Aslında o bankacı. Biz tanıştığımızda çalışıyordu. Kızımız doğunca işi bıraktı ama birkaç yıl içinde işine dönmeyi planlıyor.

Mutlu musunuz?

Mutluluk denilebilir mi bilmiyorum ama huzurlu olduğumu söyleyebilirim.
Karınıza âşık mısınız peki?
Evlilik ile aşk bağdaşıyor mu sizce? Yalnız da yaşayamıyor insan, eninde sonunda evleniyor. Karıma değer veriyorum.

İlk evliliğinize dair konuşsak...

Beş aylık bir şey. Evlilik denemez zaten. Benim açımdan utanç verici bir durum. Öte yandan, yaşadığım o tecrübe sayesinde kendimle yüzleştim. Ruhumdaki çiğlikleri gördüm. Altı sene önce internette bir kızla tanıştım, uzun süre yazıştık, sonra buluştuk. Benimki yıldırım aşkı.... Rahmetli babamın karşı çıkmasına rağmen üç ay içinde, apar topar evlendik.
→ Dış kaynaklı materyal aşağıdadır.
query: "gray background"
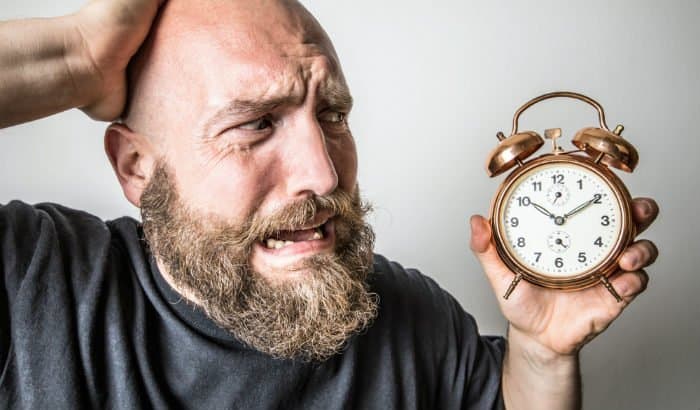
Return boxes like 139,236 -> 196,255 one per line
1,0 -> 698,408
Babanız neden karşı çıkmıştı?

'Chat'ten bulunan kızdan hayır gelmez' diye... O, her zaman haklıdır. Kendisi doğma büyüme İstanbulludur, köklü bir aileden gelir ve soyu ile övünür. Bunu ben de övünmek için söylemiyorum. Durumumu izah etmek adına söylüyorum. Mükemmeliyetçi bir ailem var. Babam, karımın Mürefteli olmasına içerledi, 'Taşralı bir kızla yapamazsın' dedi. Hele kayınpederimin bakkal olduğunu öğrenince çok bozuldu. Aileme göre, evlilikte aileler arasında kültür ve görgü farkı olması hayra işaret değildir.
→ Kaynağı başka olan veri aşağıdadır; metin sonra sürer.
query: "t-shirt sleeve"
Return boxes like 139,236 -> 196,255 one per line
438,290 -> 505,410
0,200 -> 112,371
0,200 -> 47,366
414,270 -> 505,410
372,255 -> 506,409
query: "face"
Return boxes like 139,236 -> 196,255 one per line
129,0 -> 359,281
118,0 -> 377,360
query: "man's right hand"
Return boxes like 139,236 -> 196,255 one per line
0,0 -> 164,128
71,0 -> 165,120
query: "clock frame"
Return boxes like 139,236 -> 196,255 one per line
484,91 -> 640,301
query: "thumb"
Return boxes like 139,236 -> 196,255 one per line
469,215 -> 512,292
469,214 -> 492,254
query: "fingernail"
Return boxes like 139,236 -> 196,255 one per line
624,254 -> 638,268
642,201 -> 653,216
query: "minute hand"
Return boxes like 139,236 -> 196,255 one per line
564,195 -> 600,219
Babamın çok katı kuralları vardı. Herkesi ve her şeyi barkodlardı. Bizi de kendi anayasasına göre biçimlendirdi, baskı altında ezildik, onun doğruları yüzünden ağabeyim de, ben de nefes alamadık, belki o yüzden soluk benizliyim (gülüyor). İlk karımı ailemle tanıştırdığım gün tam filmlik. Babam koltuğunda put gibi duruyor, yüzü asık, dudağını aşağıya sarkıtmış. Annem ise pür telaş, makineli tüfek gibi kızı soru yağmuruna tutuyor. Ben şebekten farksızım. Gelelim sonuca... Ailem ısrarıma yenik düştü. Evliliğe 'Tamam' dediler. Allah için evlilik sürecinde ellerinde ne varsa ortaya koydular.

İlk aşkınız mıydı yoksa?

Evlenene kadar dört kızla çıktım. Bu konuda pek becerikli sayılmam. Kısa süreli ilişkilerdi. Açıkçası fazla bir deneyimim yoktu. Girişken biri değilim. Yakışıklı ve çekici olmadığımın farkındayım. Benim de tıpkı babam gibi kendime özgü kurallarım vardır. Karşıma hep iyi aile kızları çıktı, el ele tutuşma ve öpüşme dışında hiçbir şey olmadı. Evlenmeyi düşünmediğim bir kızla hadiseyi ilerletmek istemedim. Bu tamamen prensip meselesi. Para karşılığında bir kadınla olmadım, bunu düşünmem bile... Karımı ilk gördüğüm an evlenme kararı verdim. O hayallerimdeki kadındı. Herhalde o beni görünce hayal kırıklığına uğramıştır. Zaten sonra ona bende ne bulduğunu sordum.

Niye böyle bir soruyu sordunuz ki?

O kadar güzel bir kız neden beni beğensin ki? Beni zeki, sempatik ve güvenilir bulmuş. Elini tutmam bile uzun sürdü. Bir gün annemler evde yokken bize götürdüm. O kadar rahat davranması kafama takılmamıştı. İnsan âşık olunca gözü kör oluyormuş. O işi ileri götürmek isteyince ben, 'Düğün gecesi' dedim. Tavrıma heyret ettiğini hatırlıyorum. Sonradan bu sahneleri belki binlerce kez geriye sarmış, nasıl tufaya geldiğimi anlamaya çalışmışımdır.